L’espace Schengen est le plus grand espace de liberté, de sécurité et de justice sans frontières intérieures au monde. Il garantit la libre circulation à plus de 450 millions de ressortissants de l’Union européenne (UE), ainsi qu’aux ressortissants de pays tiers vivant dans l’UE ou séjournant dans l’UE en tant que touristes, étudiants participant à un échange ou à des fins professionnelles (toute personne légalement présente dans l’UE).
QUEL EST L’OBJECTIF DE L’ESPACE SCHENGEN?

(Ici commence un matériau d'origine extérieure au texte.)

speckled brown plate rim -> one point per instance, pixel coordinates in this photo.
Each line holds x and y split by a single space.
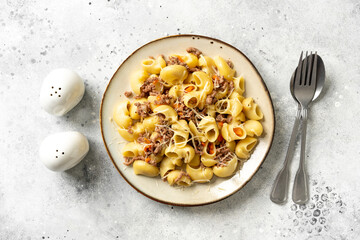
171 203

La suppression des contrôles aux frontières intérieures, tout en garantissant un niveau élevé de sécurité à ses ressortissants. Cela implique de renforcer et d’appliquer des critères uniformes sur les contrôles aux frontières extérieures communes, de développer la coopération entre les garde-frontières, les autorités policières et judiciaires nationales, et de recourir à des systèmes d’échange d’informations sophistiqués.
POINTS CLÉS
Évolution de la coopération Schengen
La coopération Schengen est passée d’une initiative à cinq pays à un domaine politique essentiel de l’UE qui régit les déplacements sans frontières intérieures et le contrôle des frontières extérieures au cours des étapes suivantes:
1985. La Belgique, l’Allemagne, la France, le Luxembourg et les Pays-Bas signent, dans le village luxembourgeois de Schengen, un accord sur la suppression progressive de leurs contrôles aux frontières intérieures.
1995. Création de l’espace Schengen sans frontières intérieures avec la suppression des contrôles aux frontières intérieures entre sept États membres de l’UE.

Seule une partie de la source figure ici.